Foi o responsável, juntamente com Zhou Enlai, pela histórica reaproximação dos Estados Unidos com a China na década de 1970, durante a Guerra Fria, resultando na readmissão do país como membro permanente do Conselho de Segurança da Organização das Nações Unidas (ONU). Ao aliar-se a China em contraposição à União Soviética, com a retirada de tropas de Taiwan em 1971, Kissinger inaugurou uma política de ambiguidade estratégica que assegurou a paz no Leste Asiático por 50 anos – mas que agora encontra-se ameaçada.
Sua atuação diplomática ficou marcada, porém, por acusações que envolvem desde a Guerra do Vietnã e crimes de guerra em países do sul e sudeste asiáticos ao regime de Augusto Pinochet no Chile.

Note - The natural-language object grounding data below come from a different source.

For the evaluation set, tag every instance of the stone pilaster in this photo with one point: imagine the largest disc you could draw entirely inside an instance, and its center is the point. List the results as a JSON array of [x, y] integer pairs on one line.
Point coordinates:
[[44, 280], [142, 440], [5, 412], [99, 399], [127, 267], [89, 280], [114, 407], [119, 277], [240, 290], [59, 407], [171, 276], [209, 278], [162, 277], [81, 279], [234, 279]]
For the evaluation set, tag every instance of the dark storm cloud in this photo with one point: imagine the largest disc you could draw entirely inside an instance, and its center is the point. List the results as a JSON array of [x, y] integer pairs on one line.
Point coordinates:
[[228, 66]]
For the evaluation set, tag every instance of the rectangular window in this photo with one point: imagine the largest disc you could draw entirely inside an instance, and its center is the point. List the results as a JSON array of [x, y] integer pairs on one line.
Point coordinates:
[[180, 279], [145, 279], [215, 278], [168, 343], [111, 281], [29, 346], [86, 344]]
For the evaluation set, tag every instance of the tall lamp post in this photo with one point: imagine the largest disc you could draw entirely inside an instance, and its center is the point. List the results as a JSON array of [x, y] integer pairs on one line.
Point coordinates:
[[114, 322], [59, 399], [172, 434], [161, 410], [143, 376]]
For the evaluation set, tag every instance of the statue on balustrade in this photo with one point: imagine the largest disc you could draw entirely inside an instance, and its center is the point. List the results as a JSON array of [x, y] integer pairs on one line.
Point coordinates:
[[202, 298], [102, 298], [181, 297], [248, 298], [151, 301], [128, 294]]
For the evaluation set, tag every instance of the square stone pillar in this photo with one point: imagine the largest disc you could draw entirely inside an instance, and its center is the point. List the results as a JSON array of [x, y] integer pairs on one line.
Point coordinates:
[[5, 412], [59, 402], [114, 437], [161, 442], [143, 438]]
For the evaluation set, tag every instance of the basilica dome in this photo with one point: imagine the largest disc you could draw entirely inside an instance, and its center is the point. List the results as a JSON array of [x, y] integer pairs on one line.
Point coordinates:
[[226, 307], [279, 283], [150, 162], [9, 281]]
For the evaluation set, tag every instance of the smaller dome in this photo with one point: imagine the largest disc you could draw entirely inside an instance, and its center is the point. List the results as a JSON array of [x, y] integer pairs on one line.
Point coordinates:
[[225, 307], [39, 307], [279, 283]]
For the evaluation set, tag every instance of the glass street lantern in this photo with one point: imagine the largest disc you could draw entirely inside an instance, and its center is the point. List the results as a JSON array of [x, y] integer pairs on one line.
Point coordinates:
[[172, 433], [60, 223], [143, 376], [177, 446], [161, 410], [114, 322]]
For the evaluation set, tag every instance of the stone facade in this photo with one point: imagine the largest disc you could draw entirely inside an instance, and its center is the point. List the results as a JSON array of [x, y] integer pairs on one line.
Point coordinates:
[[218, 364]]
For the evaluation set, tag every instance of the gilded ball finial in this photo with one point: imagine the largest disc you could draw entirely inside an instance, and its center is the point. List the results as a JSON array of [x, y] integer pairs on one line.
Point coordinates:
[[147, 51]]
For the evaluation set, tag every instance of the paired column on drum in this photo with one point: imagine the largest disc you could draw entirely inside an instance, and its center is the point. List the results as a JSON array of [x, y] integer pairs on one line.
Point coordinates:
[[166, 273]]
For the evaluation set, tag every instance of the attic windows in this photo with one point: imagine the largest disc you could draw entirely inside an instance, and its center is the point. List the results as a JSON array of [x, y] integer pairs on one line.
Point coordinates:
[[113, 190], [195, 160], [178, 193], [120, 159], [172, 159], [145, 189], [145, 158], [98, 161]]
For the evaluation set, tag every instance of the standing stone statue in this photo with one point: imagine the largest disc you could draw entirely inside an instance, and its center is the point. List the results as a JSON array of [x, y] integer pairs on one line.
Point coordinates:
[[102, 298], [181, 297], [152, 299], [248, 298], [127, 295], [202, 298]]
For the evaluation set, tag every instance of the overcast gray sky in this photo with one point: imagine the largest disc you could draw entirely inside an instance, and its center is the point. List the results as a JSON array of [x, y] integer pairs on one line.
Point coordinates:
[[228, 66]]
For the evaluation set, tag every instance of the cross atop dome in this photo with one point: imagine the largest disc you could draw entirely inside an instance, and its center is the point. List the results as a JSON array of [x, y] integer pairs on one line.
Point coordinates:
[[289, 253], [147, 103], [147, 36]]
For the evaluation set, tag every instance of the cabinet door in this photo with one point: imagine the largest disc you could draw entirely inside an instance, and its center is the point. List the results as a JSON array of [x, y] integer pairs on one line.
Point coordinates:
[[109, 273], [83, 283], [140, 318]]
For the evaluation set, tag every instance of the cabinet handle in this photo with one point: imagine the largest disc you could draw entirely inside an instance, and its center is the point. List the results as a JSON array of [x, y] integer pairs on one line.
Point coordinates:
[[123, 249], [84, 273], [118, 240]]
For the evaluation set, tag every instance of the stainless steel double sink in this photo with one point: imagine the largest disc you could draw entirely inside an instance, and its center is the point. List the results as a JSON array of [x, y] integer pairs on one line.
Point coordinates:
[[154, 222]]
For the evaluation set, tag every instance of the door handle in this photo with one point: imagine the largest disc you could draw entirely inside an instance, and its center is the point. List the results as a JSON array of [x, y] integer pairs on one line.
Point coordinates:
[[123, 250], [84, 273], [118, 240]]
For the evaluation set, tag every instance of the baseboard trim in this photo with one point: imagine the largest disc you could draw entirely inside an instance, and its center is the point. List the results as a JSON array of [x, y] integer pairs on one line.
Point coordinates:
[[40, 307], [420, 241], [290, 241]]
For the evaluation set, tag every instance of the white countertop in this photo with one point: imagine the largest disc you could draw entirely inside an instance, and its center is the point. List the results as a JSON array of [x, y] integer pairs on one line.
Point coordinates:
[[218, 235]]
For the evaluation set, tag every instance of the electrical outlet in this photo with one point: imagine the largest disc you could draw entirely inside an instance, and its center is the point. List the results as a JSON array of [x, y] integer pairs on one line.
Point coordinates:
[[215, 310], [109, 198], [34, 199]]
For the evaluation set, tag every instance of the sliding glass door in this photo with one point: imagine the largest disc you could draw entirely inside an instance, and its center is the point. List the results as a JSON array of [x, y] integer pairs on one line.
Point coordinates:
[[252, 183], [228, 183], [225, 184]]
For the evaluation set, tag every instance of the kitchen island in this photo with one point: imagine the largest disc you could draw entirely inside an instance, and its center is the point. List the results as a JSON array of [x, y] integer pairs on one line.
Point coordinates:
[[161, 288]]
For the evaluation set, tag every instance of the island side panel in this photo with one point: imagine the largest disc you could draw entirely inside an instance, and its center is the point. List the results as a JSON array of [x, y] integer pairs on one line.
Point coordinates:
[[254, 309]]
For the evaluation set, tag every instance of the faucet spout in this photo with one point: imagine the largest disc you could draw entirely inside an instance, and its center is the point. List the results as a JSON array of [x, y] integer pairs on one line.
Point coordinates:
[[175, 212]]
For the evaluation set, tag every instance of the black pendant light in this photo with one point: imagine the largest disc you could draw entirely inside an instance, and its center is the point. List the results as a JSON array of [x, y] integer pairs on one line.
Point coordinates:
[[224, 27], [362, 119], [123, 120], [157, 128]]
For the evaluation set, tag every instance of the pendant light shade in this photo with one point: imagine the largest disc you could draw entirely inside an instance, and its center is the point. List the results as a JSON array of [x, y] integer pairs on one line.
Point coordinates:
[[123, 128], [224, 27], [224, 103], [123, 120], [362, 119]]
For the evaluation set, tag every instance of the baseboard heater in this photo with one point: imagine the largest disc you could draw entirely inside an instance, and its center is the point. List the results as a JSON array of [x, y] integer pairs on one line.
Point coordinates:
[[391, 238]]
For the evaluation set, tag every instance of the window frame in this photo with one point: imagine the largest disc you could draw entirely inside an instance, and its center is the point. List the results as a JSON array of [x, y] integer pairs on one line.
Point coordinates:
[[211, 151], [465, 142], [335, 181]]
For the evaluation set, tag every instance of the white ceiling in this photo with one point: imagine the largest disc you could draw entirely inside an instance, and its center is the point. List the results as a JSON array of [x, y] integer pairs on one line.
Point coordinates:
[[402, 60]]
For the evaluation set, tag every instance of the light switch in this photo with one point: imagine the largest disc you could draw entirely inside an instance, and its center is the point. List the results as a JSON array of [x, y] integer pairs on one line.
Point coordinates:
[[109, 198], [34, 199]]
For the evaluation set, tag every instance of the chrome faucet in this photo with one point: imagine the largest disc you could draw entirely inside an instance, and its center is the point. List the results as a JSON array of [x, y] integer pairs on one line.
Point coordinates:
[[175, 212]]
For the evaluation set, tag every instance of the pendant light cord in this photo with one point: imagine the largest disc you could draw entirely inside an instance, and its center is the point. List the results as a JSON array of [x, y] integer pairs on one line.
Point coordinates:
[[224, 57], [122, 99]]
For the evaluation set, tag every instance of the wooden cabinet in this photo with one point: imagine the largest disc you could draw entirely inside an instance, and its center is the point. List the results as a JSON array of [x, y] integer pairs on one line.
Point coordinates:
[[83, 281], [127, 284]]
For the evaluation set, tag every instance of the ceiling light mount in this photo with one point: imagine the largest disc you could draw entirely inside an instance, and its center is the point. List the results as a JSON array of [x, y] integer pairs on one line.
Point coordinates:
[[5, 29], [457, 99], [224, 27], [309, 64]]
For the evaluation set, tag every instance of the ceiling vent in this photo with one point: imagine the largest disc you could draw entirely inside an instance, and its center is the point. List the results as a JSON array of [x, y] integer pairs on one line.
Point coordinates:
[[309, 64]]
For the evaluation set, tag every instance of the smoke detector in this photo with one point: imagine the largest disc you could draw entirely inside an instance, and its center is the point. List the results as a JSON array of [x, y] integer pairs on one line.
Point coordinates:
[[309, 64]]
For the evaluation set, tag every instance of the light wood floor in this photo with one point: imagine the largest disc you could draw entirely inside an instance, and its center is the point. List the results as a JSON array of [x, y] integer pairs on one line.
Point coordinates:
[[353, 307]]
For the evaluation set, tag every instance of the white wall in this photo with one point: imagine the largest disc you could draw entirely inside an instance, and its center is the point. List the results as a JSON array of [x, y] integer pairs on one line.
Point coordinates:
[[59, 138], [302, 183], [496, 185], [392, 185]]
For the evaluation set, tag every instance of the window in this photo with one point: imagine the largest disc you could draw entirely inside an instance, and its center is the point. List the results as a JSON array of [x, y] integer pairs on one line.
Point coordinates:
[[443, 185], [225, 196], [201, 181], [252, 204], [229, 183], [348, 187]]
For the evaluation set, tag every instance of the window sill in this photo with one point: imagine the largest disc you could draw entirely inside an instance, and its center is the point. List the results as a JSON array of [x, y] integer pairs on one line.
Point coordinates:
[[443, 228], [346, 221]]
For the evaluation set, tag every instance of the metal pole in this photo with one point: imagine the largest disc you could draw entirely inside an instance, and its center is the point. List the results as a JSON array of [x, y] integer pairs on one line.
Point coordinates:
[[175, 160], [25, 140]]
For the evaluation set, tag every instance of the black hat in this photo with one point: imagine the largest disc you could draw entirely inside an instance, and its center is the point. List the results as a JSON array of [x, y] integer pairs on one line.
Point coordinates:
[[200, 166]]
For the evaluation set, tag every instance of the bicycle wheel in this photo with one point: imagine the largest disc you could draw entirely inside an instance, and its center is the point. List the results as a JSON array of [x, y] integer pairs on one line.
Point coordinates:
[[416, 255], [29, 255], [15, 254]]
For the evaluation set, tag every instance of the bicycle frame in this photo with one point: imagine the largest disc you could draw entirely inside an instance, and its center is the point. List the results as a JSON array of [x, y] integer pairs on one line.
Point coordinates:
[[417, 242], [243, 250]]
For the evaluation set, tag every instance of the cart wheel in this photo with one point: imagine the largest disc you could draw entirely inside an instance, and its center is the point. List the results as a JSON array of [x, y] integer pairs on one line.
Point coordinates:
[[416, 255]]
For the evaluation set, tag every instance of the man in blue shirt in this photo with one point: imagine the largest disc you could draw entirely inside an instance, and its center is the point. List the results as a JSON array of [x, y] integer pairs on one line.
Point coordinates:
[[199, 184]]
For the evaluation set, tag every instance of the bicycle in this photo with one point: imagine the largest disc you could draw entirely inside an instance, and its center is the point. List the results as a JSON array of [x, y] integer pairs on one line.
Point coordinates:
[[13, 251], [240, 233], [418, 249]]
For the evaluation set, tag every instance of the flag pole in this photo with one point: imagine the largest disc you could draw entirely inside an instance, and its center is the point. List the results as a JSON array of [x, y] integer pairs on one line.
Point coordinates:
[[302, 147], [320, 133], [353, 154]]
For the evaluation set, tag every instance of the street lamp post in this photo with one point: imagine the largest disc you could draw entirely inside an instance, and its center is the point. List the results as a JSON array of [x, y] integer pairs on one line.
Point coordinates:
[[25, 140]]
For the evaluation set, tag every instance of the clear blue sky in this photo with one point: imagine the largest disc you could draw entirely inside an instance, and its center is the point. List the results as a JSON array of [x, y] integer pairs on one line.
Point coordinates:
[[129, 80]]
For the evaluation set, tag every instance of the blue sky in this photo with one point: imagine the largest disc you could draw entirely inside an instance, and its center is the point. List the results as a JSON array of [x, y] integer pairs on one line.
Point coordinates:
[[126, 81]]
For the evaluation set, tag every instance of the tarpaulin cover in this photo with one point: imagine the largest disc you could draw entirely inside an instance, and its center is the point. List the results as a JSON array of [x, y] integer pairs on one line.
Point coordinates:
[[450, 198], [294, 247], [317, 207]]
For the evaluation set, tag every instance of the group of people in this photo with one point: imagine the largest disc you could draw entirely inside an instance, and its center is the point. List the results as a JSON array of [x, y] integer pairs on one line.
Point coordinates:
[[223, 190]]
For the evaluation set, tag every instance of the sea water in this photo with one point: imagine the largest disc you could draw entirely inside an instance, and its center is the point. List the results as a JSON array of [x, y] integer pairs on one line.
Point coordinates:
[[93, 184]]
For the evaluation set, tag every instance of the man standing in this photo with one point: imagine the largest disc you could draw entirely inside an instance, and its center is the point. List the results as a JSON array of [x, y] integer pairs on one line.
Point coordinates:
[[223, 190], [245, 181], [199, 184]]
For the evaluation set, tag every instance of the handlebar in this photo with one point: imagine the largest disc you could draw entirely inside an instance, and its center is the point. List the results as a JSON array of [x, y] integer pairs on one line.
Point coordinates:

Há, contudo, um grau de seletividade da parte de alguns de seus críticos ocidentais, que silenciam quanto a outras violações norte-americanas, que sucedem e precedem Kissinger, no Oriente Médio e na própria América Latina.
Os preceitos que guiaram a atuação política de Kissinger são frequentemente associados ao realismo ou à Realpolitik, isto é, uma política pragmática de fins e meios “maquiavélica”. Mas há outra face para essa moeda. Niall Fergusson, na aclamada biografia Kissinger: The Idealist 1923–1968, recupera a juventude e os primados do seu pensamento e da filosofia que o transformariam em um “idealista cínico”.
Na sua obra definitiva, Ordem Mundial (lançada no Brasil pela editora Companhia das Letras), Kissinger defende que a reconstrução do sistema internacional é o grande desafio da nossa época e exige uma estratégia coerente que estabeleça um conceito de ordem mundial no interior de várias regiões, que precisam relacionar-se umas com as outras. A busca por essa ordem deve ser acompanhada pelo reconhecimento da realidade dessas outras regiões e culturas por parte das potências tradicionais desenvolvidas, principalmente os Estados Unidos.
Um profundo conhecedor do mundo não ocidental, Kissinger nos ensina, no auge do seu centenário, que a essência da construção de uma ordem mundial reside no fato de que nenhum país sozinho, nem a China, nem os Estados Unidos, está em condições de preencher isoladamente um papel de liderança. A construção desse novo ordenamento demanda, portanto, um equilíbrio de poder baseado na moderação e na legitimidade, reforçado pelos elementos da cooperação internacional – a face idealista de um corajoso realista.
Saiba mais
- Henry Alfred Kissinger foi conselheiro de relações exteriores de todos os presidentes dos EUA dos anos 1950 ao início da década de 1980, tendo sido secretário de Estado (cargo equivalente ao de ministro das Relações Exteriores no Brasil) entre 1969 e 1975.
- A enorme influência que exerceu no período o coloca no centro de fatos como o cessar fogo na Guerra do Vietnã e a participação dos EUA nos golpes que instauraram as ditaduras militares na América Latina.
- Em 1973, ele e o vietnamita Le Duc Tho foram agraciados com o Nobel da Paz, o que gerou protestos – Tho recusou-se a receber o prêmio junto a Kissinger. Entre seus principais detratores estão Christopher Hitchens, que escreveu The Trial of Henry Kissinger, e Daniel Ellsberg, autor de Secrets, sobre os bastidores da Guerra do Vietnã.
- Entre os principais livros que publicou está Ordem Mundial (2014). Há diversas biografias de Kissinger, inclusive em português, como, por exemplo, A Sombra de Kissinger: O Longo Alcance do Mais Controverso Estadista Americano (ed. Anfiteatro, 2017), de Greg Grandin.